Figure 12 illustrates the application example in Well S1, where downhole measurements were conducted using the MRILP-type NMR tool. The water saturation was calculated using the water spectrum function from the 9th channel joint spectrum, and the comparison between the calculated saturation and the core saturation is presented in the 13th channel. The calculation results demonstrate good performance.
Figure 13 depicts the application example of Well S2, where downhole measurements were conducted using two-dimensional nuclear magnetic resonance (NMR). The water saturation was calculated using the water spectrum function from the
T2 distribution of the 10th channel, and the saturation was compared with the core saturation in the 12th channel, showing significant computational efficacy. Additionally, perforation was performed at the core sampling location of this well, and the well testing result indicated a daily oil production of 95.99 tons and a daily water production of 13.09 cubic meters. The water saturation calculated using the water spectrum function that ranged from 70% to 90%, which closely matched the actual situation.
As shown in
Figure 14 and
Figure 15, the error analysis for wells S1 and S2 indicates that the regression analysis R
2 is greater than 0.4, and the average relative error is less than 5%. This demonstrates that the saturation calculated from nuclear magnetic resonance logging has a certain degree of accuracy.
The validation through examples shows that the constructed water spectrum function, along with the improved porosity model and saturation calculation method based on the T2 distribution from nuclear magnetic resonance logging, is suitable for the oil-bearing analysis of tight sandstone reservoirs. This porosity model and saturation calculation method not only enhance the accuracy of oil-bearing evaluations but also provide more effective and precise tools for oilfield development and assessment under complex geological conditions.
6. Conclusions
This paper proposes a new NMR porosity model and presents a method for calculating saturation from the T2 distribution in NMR logging using a water spectrum function. By focusing on the fluid distribution characteristics in different pore structures of tight sandstone reservoirs, this method overcomes the challenge of the strong dependence on resistivity for oil saturation calculation, enabling accurate saturation calculations in tight reservoirs. It takes into account the coexistence of oil and water with different transverse relaxation times and identifies an NMR-based saturation calculation method suitable for the Sa Block. The water spectrum function is adaptable to different blocks, improving the accuracy of saturation calculations in tight reservoir exploration and development, thereby providing strong support for more precise reservoir production forecasts:
(1) The traditional NMR porosity model was improved to avoid the limitations of fixed transverse relaxation intervals for bound water, movable water, and movable hydrocarbons.

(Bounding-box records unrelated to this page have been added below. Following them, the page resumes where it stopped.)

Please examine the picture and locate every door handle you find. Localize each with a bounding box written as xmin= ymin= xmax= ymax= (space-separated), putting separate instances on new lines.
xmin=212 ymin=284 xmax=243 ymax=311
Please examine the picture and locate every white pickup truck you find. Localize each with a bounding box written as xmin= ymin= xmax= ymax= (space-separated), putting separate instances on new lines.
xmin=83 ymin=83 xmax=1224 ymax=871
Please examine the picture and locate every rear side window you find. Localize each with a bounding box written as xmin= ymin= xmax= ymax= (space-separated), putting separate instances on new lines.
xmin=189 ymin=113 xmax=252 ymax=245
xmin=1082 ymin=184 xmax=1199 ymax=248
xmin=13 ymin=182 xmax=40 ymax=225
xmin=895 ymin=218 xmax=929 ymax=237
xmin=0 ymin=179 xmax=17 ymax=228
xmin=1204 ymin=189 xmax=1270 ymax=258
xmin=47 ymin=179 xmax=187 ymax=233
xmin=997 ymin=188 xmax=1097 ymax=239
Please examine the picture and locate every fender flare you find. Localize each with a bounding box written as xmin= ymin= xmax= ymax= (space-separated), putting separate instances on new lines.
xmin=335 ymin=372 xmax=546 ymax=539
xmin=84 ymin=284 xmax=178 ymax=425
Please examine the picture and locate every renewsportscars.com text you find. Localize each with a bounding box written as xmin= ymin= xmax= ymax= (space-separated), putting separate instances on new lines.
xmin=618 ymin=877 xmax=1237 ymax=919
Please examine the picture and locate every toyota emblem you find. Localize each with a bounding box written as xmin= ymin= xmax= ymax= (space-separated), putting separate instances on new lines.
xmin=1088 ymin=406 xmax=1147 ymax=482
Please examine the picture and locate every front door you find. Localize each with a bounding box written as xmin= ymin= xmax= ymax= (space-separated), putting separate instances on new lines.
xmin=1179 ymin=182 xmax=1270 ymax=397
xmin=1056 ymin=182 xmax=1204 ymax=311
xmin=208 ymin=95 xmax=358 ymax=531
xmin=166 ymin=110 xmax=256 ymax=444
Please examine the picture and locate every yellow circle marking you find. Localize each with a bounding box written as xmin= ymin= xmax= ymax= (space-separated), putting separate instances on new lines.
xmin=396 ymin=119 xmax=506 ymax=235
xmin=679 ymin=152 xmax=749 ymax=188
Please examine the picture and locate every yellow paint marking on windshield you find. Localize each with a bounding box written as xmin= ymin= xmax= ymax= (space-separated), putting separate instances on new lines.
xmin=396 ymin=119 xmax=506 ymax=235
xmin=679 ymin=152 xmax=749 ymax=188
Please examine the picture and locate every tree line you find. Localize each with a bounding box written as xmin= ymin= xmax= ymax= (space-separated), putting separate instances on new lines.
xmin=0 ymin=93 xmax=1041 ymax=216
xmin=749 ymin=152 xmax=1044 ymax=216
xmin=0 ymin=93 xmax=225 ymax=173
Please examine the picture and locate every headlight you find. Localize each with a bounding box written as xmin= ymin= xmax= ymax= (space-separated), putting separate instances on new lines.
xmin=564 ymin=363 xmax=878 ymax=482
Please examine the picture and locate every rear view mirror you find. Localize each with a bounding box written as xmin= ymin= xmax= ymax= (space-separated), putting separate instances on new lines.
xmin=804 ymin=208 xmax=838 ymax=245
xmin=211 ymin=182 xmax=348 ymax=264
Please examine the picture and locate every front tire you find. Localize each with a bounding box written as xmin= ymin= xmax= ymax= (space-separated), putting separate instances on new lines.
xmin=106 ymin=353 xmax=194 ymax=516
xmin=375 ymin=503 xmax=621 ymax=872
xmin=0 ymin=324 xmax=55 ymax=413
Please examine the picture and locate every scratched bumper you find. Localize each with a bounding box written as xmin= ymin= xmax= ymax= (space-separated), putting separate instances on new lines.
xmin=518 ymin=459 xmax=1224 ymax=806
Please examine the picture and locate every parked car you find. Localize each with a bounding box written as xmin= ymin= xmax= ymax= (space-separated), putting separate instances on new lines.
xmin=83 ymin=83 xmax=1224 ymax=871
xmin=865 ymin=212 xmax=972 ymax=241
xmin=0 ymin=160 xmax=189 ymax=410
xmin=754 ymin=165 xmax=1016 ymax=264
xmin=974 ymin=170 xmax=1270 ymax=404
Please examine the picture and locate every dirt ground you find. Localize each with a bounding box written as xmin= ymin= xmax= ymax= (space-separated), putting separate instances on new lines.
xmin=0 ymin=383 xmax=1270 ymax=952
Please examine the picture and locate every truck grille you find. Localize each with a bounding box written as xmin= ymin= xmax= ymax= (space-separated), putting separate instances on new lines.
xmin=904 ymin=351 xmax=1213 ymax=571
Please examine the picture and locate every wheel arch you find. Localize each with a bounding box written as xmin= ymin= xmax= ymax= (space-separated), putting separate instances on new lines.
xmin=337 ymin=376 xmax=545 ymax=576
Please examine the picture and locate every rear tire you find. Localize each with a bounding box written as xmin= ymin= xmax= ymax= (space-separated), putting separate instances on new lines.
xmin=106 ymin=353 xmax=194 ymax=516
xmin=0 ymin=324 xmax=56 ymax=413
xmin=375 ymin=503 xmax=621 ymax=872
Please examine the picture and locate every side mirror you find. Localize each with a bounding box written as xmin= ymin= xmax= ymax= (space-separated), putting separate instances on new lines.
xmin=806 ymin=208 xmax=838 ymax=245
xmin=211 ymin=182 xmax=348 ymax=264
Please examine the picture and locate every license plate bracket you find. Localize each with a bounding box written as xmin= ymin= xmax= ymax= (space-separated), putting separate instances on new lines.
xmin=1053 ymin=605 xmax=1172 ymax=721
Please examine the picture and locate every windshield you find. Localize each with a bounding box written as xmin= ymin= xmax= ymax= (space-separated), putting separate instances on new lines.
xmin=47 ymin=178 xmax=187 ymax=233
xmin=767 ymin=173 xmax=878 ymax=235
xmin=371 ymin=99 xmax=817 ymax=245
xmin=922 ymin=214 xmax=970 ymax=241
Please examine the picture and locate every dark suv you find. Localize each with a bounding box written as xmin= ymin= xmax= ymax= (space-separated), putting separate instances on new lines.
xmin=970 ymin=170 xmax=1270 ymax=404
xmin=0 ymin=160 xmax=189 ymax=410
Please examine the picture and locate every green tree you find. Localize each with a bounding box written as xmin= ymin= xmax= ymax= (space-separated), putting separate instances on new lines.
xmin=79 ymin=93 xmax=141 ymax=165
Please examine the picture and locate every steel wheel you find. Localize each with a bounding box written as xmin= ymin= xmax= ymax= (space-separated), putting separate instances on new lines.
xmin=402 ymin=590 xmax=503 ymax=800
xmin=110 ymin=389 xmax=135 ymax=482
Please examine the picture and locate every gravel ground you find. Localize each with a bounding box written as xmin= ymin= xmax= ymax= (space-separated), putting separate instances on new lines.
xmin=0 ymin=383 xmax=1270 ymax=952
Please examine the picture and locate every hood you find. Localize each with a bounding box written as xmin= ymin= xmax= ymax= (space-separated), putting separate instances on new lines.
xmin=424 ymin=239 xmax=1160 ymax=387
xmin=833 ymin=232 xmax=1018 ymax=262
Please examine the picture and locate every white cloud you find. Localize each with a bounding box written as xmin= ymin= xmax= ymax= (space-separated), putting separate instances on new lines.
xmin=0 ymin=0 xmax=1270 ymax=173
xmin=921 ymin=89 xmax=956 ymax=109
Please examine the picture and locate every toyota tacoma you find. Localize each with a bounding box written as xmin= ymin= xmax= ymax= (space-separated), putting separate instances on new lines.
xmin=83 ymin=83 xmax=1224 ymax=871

(2) A water spectrum function was constructed, assigning weight ratios for oil–water coexistence in pores outside the clay-bound water zone. Combined with the improved NMR porosity model, this approach enables precise saturation calculation.
(3) The particle swarm optimization (PSO) algorithm was employed to optimize the parameters of the water spectrum function. By establishing an objective function based on the average relative error of core saturation, the water spectrum function parameters were iterated quickly.